In his book, The Wisdom of Crowds, James Surowiecki recounts how Francis Galton, a prominent statistician from the 19th century, attended an event at a country fair in England where the object was to guess the weight of an ox.
Individual contestants were relatively well informed on the subject (the audience was farmers), but their estimates were still quite variable. Nonetheless, the mean of all the estimates was surprisingly accurate – within 1% of the true weight of the ox (over half a ton). On balance the errors from multiple guesses tended to cancel one another out. The crowd’s average was more accurate than nearly all the individual estimates, hence the name of Surowiecki’s book. Diversity of estimates was a strength, not a drawback.

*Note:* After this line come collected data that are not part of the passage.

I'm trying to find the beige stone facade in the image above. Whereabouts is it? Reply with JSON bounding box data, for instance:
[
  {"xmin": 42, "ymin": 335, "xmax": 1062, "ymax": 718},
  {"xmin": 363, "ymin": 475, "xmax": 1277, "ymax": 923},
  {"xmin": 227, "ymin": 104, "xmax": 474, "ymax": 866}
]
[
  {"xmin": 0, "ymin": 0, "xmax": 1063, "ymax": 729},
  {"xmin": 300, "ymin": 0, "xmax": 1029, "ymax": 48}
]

The analog in predictive modeling is ensemble learning. You can think of individual model predictions as estimates, akin to the farmers’ guesses as to the ox’s weight. In ensemble learning, predictions from multiple models (base learners) are averaged or voted, to yield improved predictive performance.
One Goal, Many Paths
(The following draws on a blog originally published by Jordan Barr in the January 17, 2020 Elder Research blog; I thank Jordan for permission to use it here)
In the 1990s, Dr. John Elder, the Founder of Elder Research (which owns Statistics.com), discovered the marvel of ensembles while working on the challenge of predicting species of bats. He got different results among various base learners by using different types of modeling algorithms, and called the combination “model fusion” or “bundling.” His ensemble approach worked best when the base learners — such as decision trees, linear discriminate analysis (LDA), and neural networks (models 1, 2, and 3 in Figure 1) — each had some predictive power on its own. He found that if a method was prone to overfitting (e.g. trees and neural nets), the ensembling could compensate.
Figure 1. Model bundling
Usually, bundling a subset of relatively “good” base learners resulted in better overall performance, but sometimes combinations behaved in surprising ways. In general, the more learners combined, the better the expected performance. And, to date, ensembles of trees have always outperformed individual trees out-of-sample. (Ensemble Methods in Data Mining: Seni & Elder (2010) www.tinyurl.com/book2ERI )

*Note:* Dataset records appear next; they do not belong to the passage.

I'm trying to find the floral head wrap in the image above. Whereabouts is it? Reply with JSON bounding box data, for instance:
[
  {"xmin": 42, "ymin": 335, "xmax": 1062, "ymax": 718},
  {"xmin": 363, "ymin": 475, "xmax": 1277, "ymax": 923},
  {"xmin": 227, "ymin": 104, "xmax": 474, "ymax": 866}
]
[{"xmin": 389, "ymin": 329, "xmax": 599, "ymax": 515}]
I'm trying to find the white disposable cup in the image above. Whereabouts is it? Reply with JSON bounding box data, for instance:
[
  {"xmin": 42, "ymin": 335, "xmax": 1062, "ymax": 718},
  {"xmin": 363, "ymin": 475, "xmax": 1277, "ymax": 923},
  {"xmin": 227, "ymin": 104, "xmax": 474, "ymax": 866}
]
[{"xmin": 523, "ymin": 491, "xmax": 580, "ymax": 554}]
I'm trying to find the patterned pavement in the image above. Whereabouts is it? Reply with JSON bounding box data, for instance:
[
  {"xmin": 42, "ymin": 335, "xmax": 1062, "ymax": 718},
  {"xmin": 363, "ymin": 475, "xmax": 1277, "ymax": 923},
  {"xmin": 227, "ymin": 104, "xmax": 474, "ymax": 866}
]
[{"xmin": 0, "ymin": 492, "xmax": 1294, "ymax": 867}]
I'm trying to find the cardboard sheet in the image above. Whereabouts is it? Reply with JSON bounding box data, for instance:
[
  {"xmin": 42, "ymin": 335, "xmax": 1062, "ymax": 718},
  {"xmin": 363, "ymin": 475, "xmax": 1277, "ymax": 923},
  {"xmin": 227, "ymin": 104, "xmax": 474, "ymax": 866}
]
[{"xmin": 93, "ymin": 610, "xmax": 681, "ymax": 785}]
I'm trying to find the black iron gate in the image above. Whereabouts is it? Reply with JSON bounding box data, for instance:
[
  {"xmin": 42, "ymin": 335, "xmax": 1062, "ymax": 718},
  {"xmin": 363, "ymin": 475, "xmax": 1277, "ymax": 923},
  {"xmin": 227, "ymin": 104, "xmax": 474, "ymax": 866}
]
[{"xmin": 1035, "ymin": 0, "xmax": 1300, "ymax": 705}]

Others discovered that another way to create diversity in the base learners is to vary the cases (rather than the model type) through bootstrap aggregation (aka bagging). Each model is trained using a different random sample (see “sampling strategy” in Figure 2), for the training data.
Figure 2. Ensemble building with the same model type
Modern ensemble techniques rely on more than bagging to generate variability in their base learners. For instance, random forests, an ensemble of decision trees, employ bagging as well as a random selection of candidate input features at each tree split to increase variation in base learners. Even though the structure of individual trees can be quite variable— with different features selected in splits, different parameter values, and variation in the location and depth of splits in the trees—the underlying structure of the model never changes. We’re restricted to the same structural entities – decision trees in this example, without knowing if trees are the best method to solve our problem. By depending on a single model type in our ensemble, we risk building many weak base learners with common limitations while misclassifying the same cases, or subsets of cases, with similar properties. Boosting is a technique that can overcome these shortcomings. With boosting, models are built in sequence, and later ones correct the errors of earlier ones by upweighting errors. That is, new models pay more attention to the training cases misclassified previously.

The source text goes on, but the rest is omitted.